Room 10, on the lower level, became
Jackson Kemper Hall, and Room 22, where coffee hours are held
after Sunday 10:00 a.m. services, has been designated the Simeon Palmer Fellowship Room (pictured).
The
Rt. Rev. Jackson Kemper,
first missionary bishop of the Episcopal Church in America and first
bishop of Wisconsin, conducted the first Episcopal services in Appleton
in 1854 or 1855. In the autumn of 1856 an official parish was
organized.
On October 27, 1857, Holy Communion was administered for the first
time, one baptism was held, and Bishop Kemper confirmed the first class
in Appleton. He presided over the laying of the cornerstone of the
first Grace Church building in June 1864.
He founded Nashotah House and Racine College and
supported a more
extensive outreach to the Indian peoples and translations of the
Scriptures and the services of the church into Indian languages. From
1859 till his death in 1870, he was bishop of Wisconsin, but his
influence was felt through the frontier territories. His feast day is
May 24.
The Rev. Simeon Palmer, the first “regular missionary” priest in
Appleton, divided his time between Appleton and Menasha, where he
lived. In July 1862, he began services, first in the courthouse and
then, until January 1864, in Warner’s Hall. The Episcopal congregation
then worshiped in the Baptist Church until Palmer “pressed forward”

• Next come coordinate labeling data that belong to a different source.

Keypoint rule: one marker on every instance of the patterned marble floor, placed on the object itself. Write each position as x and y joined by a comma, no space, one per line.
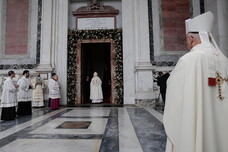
85,129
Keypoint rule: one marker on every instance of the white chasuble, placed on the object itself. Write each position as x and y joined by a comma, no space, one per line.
37,93
54,89
96,94
9,94
24,92
195,117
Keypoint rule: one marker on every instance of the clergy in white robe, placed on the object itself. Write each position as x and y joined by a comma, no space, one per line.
54,92
196,110
24,95
9,98
96,94
37,93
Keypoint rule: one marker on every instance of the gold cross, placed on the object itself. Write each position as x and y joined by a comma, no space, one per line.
219,81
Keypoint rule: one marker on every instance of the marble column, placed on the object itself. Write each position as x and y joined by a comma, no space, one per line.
46,35
61,31
128,15
138,79
143,68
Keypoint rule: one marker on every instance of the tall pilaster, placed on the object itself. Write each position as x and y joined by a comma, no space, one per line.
138,70
128,15
46,34
60,48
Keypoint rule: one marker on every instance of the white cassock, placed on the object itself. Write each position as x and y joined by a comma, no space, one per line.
96,94
24,93
9,94
54,89
195,117
37,93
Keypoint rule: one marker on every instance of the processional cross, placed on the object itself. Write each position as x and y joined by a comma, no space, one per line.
219,81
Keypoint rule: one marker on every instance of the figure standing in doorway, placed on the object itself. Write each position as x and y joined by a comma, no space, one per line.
24,95
87,89
54,92
96,94
37,94
9,98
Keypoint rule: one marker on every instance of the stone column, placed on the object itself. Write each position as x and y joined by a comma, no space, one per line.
143,68
46,34
128,15
138,79
220,29
60,46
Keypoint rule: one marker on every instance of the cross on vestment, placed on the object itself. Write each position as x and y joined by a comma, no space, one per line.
219,81
94,2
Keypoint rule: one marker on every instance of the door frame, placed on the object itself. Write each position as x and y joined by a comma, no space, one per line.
79,66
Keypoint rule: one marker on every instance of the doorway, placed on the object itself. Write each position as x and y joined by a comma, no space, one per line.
95,57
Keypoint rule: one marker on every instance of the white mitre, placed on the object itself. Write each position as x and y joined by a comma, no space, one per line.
203,25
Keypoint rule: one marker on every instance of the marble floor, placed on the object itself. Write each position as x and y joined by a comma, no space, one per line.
85,129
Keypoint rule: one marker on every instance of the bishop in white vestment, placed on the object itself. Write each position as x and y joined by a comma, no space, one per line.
54,92
96,94
37,93
196,110
24,95
9,98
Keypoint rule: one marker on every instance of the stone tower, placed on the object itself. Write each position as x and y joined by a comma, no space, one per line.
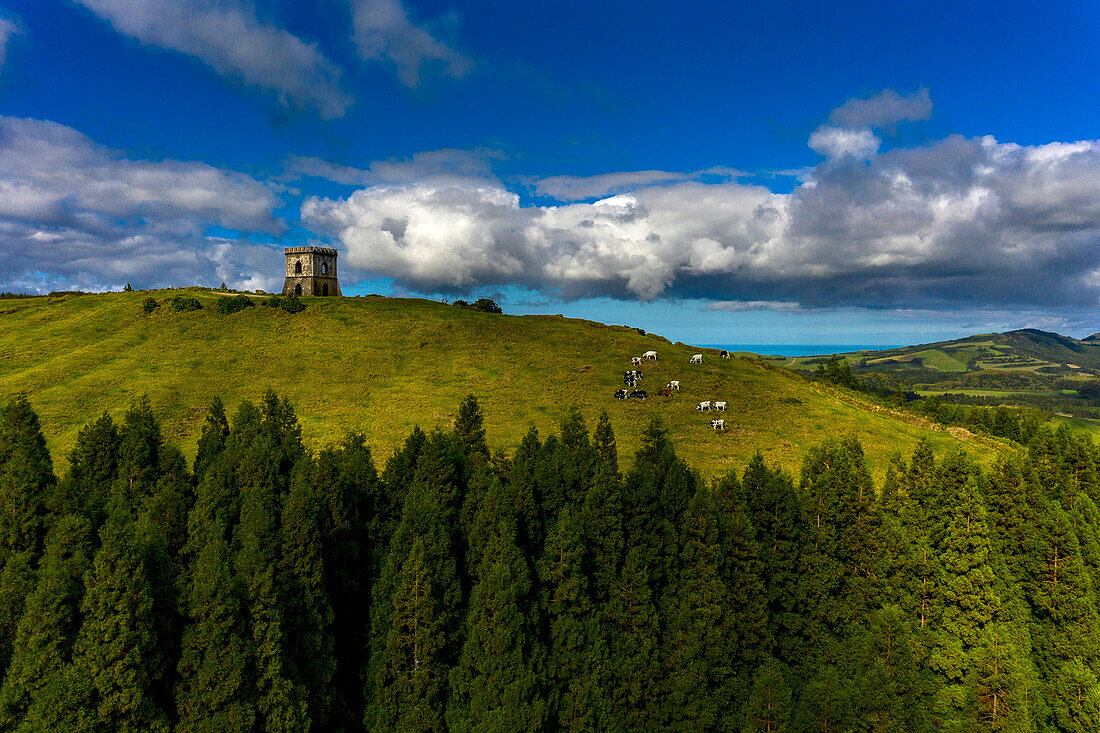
310,271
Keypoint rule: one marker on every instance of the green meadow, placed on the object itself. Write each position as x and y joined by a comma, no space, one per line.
382,365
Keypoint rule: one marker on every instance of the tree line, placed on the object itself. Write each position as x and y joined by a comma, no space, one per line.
551,588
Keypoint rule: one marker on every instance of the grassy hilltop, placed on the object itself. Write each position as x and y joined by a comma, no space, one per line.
1026,367
382,365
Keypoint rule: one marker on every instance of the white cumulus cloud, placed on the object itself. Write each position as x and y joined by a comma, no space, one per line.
77,215
837,142
883,109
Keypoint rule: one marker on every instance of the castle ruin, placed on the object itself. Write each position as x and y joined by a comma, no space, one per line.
310,271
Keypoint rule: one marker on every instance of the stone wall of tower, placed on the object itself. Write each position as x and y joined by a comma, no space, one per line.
310,271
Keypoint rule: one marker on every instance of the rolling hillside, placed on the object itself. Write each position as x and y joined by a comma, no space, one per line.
1025,367
382,365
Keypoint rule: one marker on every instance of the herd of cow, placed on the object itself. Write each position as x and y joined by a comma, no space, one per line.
631,378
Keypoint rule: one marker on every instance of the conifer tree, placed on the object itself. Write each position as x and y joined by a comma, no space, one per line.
415,602
47,628
309,612
635,671
575,696
470,427
524,494
281,702
1077,689
356,527
213,437
25,480
889,691
139,452
768,709
217,688
999,697
117,653
410,682
92,469
776,513
704,692
495,687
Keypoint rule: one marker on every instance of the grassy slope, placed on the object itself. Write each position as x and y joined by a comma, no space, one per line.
382,365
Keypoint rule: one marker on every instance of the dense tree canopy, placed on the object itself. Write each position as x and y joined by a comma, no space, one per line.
266,588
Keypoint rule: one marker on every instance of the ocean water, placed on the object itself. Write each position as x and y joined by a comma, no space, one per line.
800,349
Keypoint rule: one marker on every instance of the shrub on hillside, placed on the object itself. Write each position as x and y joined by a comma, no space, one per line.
185,303
232,304
293,305
485,305
289,304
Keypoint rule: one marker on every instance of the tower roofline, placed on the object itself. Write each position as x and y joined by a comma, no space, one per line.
305,250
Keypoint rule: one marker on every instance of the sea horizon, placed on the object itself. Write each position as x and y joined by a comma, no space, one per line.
801,349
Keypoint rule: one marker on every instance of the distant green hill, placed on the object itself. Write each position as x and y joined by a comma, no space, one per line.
382,365
1025,367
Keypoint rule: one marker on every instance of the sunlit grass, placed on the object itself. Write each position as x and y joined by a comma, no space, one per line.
382,365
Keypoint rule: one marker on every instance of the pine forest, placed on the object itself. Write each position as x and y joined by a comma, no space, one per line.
557,586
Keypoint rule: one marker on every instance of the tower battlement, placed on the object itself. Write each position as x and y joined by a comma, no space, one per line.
310,271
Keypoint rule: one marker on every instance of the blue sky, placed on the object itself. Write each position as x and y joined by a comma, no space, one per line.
718,173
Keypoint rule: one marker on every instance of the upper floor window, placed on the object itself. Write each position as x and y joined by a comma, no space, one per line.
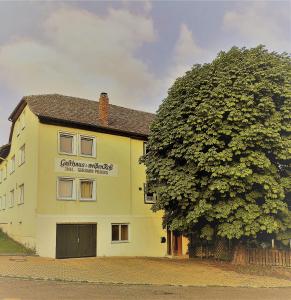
21,194
5,172
67,143
66,188
4,202
21,155
12,164
22,120
87,146
149,197
87,189
11,198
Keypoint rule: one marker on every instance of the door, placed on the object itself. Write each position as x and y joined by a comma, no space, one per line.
76,240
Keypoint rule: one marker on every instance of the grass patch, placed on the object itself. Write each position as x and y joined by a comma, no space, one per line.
9,246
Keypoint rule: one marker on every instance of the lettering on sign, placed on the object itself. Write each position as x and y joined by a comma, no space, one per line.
81,166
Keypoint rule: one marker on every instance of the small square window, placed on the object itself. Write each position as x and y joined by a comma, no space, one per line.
119,232
66,188
149,197
87,146
67,143
87,189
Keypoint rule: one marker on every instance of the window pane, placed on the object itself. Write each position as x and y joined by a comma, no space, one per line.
66,188
115,232
86,146
87,189
124,232
66,143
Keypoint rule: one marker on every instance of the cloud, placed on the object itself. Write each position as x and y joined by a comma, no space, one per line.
261,23
186,53
82,54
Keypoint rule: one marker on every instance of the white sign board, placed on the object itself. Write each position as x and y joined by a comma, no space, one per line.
88,167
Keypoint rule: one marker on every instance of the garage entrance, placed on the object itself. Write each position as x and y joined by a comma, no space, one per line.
76,240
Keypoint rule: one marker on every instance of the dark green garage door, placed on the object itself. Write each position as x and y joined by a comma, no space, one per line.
76,240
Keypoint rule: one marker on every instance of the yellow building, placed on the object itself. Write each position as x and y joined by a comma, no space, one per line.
71,184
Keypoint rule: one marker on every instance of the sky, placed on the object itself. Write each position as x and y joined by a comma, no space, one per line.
133,50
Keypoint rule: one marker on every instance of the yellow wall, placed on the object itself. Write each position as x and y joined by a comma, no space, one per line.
120,199
20,220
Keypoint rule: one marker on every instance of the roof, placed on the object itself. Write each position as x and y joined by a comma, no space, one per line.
78,112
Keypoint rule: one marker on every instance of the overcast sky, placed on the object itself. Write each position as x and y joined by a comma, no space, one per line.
132,50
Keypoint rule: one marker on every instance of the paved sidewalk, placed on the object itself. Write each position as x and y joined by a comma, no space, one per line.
158,271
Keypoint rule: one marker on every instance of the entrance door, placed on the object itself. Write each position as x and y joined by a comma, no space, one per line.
174,243
76,240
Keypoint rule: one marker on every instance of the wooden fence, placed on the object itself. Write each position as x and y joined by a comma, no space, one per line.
268,257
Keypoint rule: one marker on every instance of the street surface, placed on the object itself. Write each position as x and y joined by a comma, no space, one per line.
20,289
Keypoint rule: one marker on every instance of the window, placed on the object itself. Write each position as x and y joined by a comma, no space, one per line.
66,188
21,155
119,232
149,197
4,202
11,198
22,120
87,146
144,148
87,189
21,194
5,172
12,164
67,142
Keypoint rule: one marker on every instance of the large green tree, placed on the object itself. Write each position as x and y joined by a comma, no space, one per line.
219,149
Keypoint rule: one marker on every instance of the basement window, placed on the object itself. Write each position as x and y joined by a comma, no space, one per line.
119,232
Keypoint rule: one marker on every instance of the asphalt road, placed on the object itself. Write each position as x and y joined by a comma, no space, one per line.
18,289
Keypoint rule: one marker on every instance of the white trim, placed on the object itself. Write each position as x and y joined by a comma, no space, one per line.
119,233
74,135
93,146
73,192
93,191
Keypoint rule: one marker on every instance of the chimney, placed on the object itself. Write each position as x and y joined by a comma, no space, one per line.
103,109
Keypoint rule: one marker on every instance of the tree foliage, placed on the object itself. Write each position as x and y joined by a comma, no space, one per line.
219,150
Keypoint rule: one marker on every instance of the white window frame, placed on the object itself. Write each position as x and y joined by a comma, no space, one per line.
22,120
93,192
21,201
146,201
73,198
119,233
5,172
4,202
94,145
74,135
11,203
12,164
20,156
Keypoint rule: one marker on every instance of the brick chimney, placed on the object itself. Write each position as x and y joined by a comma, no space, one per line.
103,109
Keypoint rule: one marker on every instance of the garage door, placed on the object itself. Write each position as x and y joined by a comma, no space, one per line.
76,240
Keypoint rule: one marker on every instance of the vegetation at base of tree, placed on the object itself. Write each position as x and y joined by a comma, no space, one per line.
9,246
219,150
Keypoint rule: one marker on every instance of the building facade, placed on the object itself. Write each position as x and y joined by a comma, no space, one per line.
71,184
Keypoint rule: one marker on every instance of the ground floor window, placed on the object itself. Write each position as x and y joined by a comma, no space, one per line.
119,232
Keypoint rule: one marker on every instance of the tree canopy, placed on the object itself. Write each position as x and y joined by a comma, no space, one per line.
219,150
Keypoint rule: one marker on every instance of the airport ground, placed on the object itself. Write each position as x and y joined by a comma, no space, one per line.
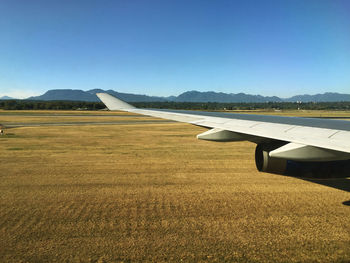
116,187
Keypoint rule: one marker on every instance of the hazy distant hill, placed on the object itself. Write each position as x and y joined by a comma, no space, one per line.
6,98
189,96
326,97
210,96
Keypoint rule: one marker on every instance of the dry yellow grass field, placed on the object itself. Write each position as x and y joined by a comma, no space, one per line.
153,192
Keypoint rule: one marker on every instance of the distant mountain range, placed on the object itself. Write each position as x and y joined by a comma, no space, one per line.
189,96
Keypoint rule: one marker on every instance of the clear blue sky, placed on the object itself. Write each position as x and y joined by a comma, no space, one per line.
166,47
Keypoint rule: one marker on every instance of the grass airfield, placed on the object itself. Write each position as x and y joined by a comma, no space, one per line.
138,192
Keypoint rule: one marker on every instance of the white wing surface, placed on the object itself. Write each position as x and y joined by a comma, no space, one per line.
289,138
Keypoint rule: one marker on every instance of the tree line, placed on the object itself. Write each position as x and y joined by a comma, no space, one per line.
82,105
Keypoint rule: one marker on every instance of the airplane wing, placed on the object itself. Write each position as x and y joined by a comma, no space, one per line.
279,139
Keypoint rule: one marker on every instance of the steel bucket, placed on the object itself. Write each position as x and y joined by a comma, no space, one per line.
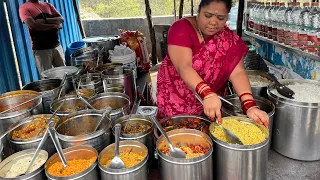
38,174
295,132
263,103
239,162
49,87
199,168
127,80
78,129
11,99
76,152
59,72
32,143
145,138
138,172
119,103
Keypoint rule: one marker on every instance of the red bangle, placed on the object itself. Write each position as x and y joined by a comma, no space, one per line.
249,105
199,86
247,100
244,95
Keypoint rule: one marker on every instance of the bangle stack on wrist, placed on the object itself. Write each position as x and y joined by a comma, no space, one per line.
204,90
248,103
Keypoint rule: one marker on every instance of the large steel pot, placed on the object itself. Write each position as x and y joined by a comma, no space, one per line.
85,57
38,174
240,162
59,72
259,90
199,168
49,88
296,133
11,99
138,172
78,129
263,103
91,81
76,152
70,105
127,80
180,118
119,103
32,143
145,138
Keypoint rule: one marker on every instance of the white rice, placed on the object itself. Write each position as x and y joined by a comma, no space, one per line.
308,93
20,166
257,80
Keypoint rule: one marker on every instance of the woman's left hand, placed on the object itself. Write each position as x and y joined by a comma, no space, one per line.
259,116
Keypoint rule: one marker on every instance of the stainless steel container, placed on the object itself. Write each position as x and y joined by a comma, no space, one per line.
59,72
127,80
38,174
145,138
259,90
263,103
11,99
239,162
138,172
76,152
295,132
49,87
78,129
85,57
32,143
113,88
199,168
91,81
119,103
71,104
180,118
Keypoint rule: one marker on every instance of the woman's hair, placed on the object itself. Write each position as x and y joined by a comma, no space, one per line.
204,3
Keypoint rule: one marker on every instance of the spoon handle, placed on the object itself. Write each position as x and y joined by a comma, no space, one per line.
57,144
117,139
43,140
156,122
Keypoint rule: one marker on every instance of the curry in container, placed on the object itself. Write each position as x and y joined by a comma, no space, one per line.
75,166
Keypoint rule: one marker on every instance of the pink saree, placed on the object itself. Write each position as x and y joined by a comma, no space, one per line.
174,97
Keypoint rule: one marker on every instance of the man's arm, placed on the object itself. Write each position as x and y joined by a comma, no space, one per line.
37,26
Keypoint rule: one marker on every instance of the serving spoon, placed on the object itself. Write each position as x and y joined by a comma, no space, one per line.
173,151
232,138
116,162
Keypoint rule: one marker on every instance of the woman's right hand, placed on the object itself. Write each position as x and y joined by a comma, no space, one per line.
212,107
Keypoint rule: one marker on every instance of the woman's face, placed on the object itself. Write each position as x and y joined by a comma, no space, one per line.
212,18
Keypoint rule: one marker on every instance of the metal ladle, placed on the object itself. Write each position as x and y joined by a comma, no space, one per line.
50,131
173,152
116,162
232,138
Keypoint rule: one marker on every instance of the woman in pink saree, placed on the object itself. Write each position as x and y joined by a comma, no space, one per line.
203,54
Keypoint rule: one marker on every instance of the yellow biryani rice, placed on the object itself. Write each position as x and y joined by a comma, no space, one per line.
249,134
129,159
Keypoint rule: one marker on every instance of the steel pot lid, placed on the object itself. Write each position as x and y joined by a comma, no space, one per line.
272,93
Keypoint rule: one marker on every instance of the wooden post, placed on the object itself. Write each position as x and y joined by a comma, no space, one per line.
181,9
191,7
76,10
152,33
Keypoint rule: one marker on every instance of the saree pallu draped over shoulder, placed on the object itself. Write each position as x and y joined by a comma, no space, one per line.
214,63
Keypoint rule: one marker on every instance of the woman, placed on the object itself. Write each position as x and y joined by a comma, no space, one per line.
203,54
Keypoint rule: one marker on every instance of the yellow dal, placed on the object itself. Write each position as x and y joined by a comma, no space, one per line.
249,134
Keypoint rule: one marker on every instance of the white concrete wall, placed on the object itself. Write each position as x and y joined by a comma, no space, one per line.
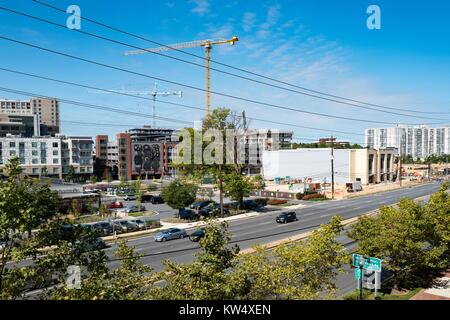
307,163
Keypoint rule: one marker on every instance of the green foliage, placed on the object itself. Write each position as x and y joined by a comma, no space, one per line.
413,239
128,282
303,270
237,187
179,194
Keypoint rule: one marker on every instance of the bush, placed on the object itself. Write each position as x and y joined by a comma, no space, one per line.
275,202
262,201
315,196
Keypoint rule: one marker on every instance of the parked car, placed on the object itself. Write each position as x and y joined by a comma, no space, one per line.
128,226
129,197
170,234
156,200
140,223
104,227
200,204
197,235
147,198
286,217
252,205
115,205
206,211
188,214
134,208
89,245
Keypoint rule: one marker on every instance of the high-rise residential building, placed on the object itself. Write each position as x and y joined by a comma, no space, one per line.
49,156
419,142
45,113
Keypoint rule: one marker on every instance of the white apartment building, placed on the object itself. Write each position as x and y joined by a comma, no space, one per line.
419,142
45,111
49,156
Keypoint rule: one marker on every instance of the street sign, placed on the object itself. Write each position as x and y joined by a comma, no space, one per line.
370,264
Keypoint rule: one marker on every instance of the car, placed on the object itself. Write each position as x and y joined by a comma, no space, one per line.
200,204
206,211
91,244
197,235
115,205
146,198
188,214
129,197
156,200
286,217
252,204
104,227
128,226
140,223
134,208
170,234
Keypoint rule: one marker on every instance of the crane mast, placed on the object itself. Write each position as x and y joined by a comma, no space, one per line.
208,45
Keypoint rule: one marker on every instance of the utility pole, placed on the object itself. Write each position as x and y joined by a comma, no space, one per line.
332,168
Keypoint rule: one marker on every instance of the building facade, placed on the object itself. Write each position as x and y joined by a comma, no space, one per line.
49,156
418,142
350,165
45,113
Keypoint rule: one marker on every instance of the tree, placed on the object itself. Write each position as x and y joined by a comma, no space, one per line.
412,239
304,270
237,187
70,176
128,282
179,194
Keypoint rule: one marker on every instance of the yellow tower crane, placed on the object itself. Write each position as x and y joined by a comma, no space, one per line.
207,44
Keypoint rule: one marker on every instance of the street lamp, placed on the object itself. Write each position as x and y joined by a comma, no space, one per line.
361,274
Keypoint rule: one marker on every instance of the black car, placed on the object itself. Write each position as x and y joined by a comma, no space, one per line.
286,217
206,211
156,200
197,235
200,204
147,198
188,214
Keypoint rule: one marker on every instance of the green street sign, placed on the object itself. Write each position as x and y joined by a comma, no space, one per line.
370,264
357,274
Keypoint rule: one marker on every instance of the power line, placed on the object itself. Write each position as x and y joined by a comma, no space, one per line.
196,64
169,103
200,89
239,69
93,106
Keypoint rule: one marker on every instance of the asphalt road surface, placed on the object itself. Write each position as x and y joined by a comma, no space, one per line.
263,229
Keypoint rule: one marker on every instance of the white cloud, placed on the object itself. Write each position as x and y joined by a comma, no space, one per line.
248,21
201,7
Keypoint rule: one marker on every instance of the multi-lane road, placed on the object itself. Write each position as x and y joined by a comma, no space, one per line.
263,228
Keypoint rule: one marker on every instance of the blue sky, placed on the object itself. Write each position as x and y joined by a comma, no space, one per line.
322,45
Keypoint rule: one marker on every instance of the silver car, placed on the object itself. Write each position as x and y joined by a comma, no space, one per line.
170,234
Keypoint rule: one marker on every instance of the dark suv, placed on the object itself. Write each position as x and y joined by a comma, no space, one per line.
286,217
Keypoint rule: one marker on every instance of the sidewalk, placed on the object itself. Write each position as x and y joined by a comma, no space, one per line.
440,291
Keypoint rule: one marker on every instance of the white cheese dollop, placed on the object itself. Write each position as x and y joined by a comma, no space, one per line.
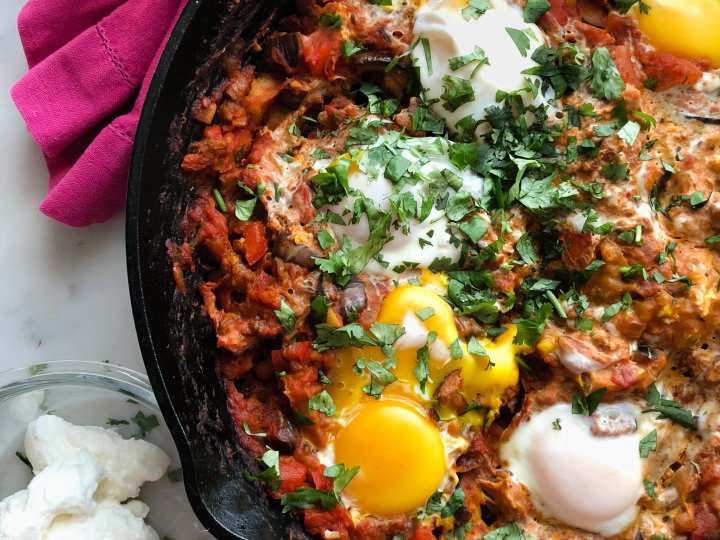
83,474
450,36
126,463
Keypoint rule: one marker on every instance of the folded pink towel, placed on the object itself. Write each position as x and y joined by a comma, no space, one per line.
90,63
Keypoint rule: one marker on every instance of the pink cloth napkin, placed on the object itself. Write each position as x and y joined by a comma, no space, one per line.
91,62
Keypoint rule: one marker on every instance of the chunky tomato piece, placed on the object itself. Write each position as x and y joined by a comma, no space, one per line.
293,474
320,481
298,351
321,49
265,290
579,249
255,242
423,533
669,70
627,374
622,55
337,520
559,11
596,36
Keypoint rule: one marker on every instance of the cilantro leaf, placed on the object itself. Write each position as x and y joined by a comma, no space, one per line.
475,229
475,8
457,92
330,20
348,48
614,171
145,423
650,490
342,476
530,329
614,309
606,81
322,402
425,313
512,531
348,261
526,250
286,316
306,497
629,132
380,376
623,6
478,55
244,209
534,9
668,408
422,369
271,475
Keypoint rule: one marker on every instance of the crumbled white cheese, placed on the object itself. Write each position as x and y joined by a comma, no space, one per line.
83,476
126,463
105,524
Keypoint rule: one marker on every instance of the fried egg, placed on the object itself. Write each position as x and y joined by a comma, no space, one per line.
413,242
450,38
687,28
404,455
583,470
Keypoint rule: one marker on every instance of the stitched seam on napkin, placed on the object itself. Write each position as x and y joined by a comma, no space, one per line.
124,133
113,57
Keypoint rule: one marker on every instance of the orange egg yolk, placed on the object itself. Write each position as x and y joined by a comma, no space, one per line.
400,454
687,28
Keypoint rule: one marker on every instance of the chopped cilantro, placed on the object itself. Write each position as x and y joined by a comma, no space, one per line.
331,21
145,423
534,9
667,408
629,132
286,316
325,239
606,81
614,171
530,329
219,200
323,403
425,313
614,309
512,531
623,6
478,55
348,48
306,497
380,376
475,8
457,92
650,490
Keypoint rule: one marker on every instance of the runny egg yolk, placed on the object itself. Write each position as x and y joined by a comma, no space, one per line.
687,28
485,380
400,454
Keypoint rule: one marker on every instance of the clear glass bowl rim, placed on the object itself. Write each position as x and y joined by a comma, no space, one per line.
77,373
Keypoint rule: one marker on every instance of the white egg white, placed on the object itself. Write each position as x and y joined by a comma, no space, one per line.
584,479
413,242
449,35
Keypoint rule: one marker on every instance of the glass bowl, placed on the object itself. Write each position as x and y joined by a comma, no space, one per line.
93,394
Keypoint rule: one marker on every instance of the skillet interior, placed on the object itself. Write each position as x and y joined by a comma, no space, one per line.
177,343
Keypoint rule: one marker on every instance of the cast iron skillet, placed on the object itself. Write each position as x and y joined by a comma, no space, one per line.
176,340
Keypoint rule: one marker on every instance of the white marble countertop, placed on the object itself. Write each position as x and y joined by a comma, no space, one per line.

fund-raising for and construction of the first permanent building,
named Grace Church, at the northwest corner of Appleton and Edwards
(now Washington) Streets.
The Rev. Mr. Palmer lived to see construction begin but died in 1864
from typhoid fever “contracted during a period of overwork” before the
building was completed. A memorial stone in the narthex of All Saints
Church is inscribed: “In memory of Rev. Simeon Palmer, rector of this
parish, died Oct. 23, 1864, aged 29.”